By David Olalekan.
The spokesperson of the Department of International Relations and Cooperation (DIRCO) in South Africa, Clayson Monyela has accused the Nigerian government of overreacting to news of xenophobic attacks in the country.
Monyela wondered why Nigeria was the most vocal on the recent onslaught on foreign nationals in South Africa when not a single Nigerian has been killed in any of the incidents.
In an interview with City Press, the DIRCO spokesman disclosed that the Nigerian envoy which recently visited South Africa were briefed on Nigeria’s overreaction on the matter.
He said, “Ten out of the 12 people killed during the public violence are South Africans and two Zimbabweans. They were told ‘not a single Nigerian was killed yet your country is the most vocal’.
“A challenge was thrown back at them (the Nigerian envoy) to play their part in addressing the big challenge of international migration.”
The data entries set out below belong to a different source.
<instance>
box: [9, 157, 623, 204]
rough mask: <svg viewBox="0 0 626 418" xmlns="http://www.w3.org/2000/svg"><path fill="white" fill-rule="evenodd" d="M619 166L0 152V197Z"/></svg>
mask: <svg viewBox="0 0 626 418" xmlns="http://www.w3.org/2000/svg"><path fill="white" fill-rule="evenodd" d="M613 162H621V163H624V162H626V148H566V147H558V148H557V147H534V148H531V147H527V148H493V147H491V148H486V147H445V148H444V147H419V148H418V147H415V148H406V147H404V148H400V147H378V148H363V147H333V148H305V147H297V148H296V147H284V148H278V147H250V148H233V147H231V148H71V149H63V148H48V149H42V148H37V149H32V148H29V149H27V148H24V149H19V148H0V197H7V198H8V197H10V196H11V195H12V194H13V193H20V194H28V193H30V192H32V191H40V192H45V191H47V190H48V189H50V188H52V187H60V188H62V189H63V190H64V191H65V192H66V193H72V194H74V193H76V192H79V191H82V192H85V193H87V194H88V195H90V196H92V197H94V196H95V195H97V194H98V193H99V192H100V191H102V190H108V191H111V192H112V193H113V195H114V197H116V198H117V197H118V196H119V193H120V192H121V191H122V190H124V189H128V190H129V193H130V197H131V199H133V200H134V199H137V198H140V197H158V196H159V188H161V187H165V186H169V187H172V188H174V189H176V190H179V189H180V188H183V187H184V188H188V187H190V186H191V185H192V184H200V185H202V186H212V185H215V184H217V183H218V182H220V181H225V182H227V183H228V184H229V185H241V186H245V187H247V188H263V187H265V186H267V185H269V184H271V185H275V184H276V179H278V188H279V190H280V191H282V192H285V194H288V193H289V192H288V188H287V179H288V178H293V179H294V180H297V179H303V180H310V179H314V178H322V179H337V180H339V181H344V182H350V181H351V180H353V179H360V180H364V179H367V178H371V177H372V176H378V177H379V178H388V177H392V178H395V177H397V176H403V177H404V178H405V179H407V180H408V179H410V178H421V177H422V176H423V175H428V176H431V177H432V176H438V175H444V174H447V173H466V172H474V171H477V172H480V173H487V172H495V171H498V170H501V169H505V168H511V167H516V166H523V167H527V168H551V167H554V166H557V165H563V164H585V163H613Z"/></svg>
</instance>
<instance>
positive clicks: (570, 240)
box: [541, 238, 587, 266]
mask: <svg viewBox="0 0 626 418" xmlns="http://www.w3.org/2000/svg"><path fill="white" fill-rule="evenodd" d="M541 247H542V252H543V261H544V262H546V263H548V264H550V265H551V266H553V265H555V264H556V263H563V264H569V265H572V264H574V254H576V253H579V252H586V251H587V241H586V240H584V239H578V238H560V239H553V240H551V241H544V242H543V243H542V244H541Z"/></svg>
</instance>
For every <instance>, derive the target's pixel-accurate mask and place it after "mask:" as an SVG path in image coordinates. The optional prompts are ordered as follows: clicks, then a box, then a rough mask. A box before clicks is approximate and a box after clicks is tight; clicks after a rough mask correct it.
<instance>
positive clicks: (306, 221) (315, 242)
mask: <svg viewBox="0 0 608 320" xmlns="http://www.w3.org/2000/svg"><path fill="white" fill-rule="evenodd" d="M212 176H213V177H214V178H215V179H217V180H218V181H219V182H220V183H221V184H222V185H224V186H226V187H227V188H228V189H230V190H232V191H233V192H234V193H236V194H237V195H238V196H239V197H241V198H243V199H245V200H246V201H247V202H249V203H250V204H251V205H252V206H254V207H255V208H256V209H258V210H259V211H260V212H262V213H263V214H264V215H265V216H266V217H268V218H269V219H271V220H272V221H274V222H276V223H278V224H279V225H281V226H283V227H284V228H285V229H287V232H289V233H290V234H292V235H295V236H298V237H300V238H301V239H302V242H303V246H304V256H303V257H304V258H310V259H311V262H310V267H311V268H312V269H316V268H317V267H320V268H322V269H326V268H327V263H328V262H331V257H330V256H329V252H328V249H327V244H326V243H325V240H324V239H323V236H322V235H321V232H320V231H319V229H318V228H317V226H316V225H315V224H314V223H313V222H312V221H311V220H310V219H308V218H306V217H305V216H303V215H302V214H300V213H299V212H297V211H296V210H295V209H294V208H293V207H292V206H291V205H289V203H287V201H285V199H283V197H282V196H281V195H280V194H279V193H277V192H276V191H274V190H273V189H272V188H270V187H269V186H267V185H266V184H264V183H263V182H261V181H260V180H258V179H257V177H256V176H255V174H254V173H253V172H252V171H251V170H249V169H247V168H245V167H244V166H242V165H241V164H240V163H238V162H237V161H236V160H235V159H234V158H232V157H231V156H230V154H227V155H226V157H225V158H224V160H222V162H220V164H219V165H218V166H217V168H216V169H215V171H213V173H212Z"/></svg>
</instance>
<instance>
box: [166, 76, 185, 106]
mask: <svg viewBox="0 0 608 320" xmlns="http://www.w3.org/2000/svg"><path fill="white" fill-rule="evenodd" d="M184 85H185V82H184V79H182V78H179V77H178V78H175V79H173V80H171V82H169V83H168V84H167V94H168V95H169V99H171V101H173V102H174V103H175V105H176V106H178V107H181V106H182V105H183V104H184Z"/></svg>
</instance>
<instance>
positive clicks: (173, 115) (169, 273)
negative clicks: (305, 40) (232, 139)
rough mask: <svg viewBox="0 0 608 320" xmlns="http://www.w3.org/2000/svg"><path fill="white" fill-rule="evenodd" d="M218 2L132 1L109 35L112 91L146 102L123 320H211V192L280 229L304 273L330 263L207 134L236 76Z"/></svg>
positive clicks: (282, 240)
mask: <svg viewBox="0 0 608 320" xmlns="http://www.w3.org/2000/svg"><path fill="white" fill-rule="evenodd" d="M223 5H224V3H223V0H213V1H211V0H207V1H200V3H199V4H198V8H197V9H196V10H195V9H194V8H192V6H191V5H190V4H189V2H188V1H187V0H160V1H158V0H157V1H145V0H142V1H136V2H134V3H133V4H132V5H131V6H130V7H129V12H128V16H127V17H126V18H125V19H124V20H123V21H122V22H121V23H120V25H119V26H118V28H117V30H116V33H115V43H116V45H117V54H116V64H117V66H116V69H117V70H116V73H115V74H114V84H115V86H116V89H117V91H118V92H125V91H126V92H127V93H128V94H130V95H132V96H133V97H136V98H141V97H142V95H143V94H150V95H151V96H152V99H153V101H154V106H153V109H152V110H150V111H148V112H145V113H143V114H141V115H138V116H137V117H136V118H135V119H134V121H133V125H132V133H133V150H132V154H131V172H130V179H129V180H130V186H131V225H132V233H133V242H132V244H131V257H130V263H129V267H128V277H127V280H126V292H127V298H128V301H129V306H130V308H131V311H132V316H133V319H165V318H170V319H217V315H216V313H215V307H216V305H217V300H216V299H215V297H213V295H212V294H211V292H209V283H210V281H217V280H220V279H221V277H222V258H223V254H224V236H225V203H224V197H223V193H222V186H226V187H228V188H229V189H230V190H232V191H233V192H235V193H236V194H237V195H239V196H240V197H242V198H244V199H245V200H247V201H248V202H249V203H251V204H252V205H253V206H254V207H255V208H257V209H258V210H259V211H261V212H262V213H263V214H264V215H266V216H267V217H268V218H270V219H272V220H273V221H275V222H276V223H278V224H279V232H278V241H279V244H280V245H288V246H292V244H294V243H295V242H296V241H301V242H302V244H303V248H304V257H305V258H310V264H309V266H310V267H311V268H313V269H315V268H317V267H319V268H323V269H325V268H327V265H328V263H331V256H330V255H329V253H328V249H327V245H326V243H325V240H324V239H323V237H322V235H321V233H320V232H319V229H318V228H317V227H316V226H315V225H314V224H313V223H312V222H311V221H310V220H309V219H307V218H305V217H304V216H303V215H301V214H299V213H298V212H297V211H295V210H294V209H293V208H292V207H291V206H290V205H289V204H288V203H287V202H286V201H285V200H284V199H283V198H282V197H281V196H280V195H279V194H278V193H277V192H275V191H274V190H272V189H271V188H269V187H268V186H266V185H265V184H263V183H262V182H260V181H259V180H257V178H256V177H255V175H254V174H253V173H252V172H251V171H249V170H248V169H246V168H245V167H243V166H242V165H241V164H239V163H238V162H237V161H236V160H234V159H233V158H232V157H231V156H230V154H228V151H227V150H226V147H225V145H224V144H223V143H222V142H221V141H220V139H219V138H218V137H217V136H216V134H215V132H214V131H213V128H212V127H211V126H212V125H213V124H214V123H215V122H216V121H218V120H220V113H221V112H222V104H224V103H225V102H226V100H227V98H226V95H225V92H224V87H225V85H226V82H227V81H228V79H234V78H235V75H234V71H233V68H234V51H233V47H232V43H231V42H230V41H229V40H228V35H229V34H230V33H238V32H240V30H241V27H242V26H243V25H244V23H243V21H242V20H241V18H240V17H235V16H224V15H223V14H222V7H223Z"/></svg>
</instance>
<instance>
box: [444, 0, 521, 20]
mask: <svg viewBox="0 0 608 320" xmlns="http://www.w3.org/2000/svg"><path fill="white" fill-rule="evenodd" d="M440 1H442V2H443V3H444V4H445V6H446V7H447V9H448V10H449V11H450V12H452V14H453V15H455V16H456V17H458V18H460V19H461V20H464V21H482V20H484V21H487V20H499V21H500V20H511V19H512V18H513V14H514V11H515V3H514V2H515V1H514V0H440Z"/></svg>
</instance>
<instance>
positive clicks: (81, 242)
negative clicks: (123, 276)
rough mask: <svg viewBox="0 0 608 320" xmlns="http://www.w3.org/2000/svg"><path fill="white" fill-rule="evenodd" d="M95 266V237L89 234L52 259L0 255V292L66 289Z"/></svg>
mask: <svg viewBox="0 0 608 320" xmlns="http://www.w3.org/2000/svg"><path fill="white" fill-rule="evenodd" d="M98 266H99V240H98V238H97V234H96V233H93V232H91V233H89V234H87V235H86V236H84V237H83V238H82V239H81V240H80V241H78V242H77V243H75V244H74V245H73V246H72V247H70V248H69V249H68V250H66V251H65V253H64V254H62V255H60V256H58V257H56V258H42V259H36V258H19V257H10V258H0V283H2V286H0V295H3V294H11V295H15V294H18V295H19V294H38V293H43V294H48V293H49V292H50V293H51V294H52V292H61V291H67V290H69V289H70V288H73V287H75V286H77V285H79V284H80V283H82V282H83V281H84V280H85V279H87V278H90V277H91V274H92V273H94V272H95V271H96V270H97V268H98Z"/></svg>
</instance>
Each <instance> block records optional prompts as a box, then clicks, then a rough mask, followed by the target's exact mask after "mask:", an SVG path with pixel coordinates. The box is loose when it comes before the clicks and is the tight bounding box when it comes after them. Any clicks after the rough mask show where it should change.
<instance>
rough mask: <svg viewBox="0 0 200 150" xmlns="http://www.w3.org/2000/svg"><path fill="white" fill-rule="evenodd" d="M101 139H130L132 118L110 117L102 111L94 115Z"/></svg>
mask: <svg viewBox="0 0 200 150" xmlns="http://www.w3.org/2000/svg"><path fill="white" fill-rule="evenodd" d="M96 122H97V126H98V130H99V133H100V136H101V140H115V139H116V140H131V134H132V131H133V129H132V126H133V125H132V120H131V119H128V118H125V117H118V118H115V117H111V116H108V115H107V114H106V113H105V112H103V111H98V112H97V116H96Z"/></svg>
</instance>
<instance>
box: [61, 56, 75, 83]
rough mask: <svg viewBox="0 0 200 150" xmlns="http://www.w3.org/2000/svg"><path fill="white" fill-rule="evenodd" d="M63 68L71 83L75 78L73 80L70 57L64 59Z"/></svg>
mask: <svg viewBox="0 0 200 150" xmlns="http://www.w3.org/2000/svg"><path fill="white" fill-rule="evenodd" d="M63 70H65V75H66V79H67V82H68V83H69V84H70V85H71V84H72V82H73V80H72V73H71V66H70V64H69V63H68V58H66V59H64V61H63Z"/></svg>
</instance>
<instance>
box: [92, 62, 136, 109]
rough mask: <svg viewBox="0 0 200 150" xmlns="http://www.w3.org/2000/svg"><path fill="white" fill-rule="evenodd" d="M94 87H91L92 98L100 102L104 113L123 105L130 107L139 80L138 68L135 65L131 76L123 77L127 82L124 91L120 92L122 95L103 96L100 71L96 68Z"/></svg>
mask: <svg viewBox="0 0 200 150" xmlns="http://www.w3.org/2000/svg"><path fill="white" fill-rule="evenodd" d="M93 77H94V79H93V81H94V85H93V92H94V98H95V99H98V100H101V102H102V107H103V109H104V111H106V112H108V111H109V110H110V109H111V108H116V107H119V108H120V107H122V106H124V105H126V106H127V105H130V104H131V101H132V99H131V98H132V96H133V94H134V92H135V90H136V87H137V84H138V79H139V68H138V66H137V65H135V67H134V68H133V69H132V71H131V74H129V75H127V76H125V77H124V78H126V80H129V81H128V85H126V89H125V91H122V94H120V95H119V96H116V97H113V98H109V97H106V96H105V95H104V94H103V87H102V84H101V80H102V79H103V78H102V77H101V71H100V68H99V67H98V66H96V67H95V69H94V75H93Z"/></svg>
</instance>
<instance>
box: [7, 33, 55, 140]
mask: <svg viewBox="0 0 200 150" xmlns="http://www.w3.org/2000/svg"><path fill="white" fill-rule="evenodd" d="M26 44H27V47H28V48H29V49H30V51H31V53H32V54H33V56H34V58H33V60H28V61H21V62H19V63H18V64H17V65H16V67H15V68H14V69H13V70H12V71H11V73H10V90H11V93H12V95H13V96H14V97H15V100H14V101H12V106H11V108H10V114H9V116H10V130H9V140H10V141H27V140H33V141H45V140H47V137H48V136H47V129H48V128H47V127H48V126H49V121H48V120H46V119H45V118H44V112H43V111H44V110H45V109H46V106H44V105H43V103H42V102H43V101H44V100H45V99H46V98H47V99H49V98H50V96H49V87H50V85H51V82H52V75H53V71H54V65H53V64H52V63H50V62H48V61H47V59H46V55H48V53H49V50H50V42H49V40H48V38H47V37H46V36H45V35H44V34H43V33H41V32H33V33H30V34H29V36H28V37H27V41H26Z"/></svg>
Monyela noted that South Africa, just like the UK and the United States was overburdened with the responsibility of hosting foreign nationals, while criticizing countries with high migration issues for failing to create a conducive environment that will prevent their citizens from leaving in droves.
“The problem is that sending countries do not help much in creating a conducive environment that will not force citizens to leave their countries in droves and only speak out when there is a problem in the receiving country.
“It is a problem not only South Africa but in the UK, US and other countries which are overburdened with the responsibility of hosting foreign nationals”, he said.
Reacting to the Federal Government’s demand for compensation of Nigerian victims in South Africa, he said the Nigerian envoy were reminded that South African businesses were also attacked in reprisal attacks in Nigeria, and such, should be compensated as well.
“We said to them, in South Africa we expected businesses to be registered and pay tax and that they should advise those affected to produce all the documents so we can help them claim from insurances as it is also expected of businesses to take liability insurance.
“There were those reprisal attacks on South African businesses, and we told them ‘if you raise compensation, we will also raise it in your country’.
“Diplomatic ties remain strong. This is why Nigerian President Muhammadu Buhari is still coming to South Africa on a state visit from October 3.
“Nigeria and South Africa are the biggest economies on the continent and any squabble between the two does not help Africa”, Monyela said.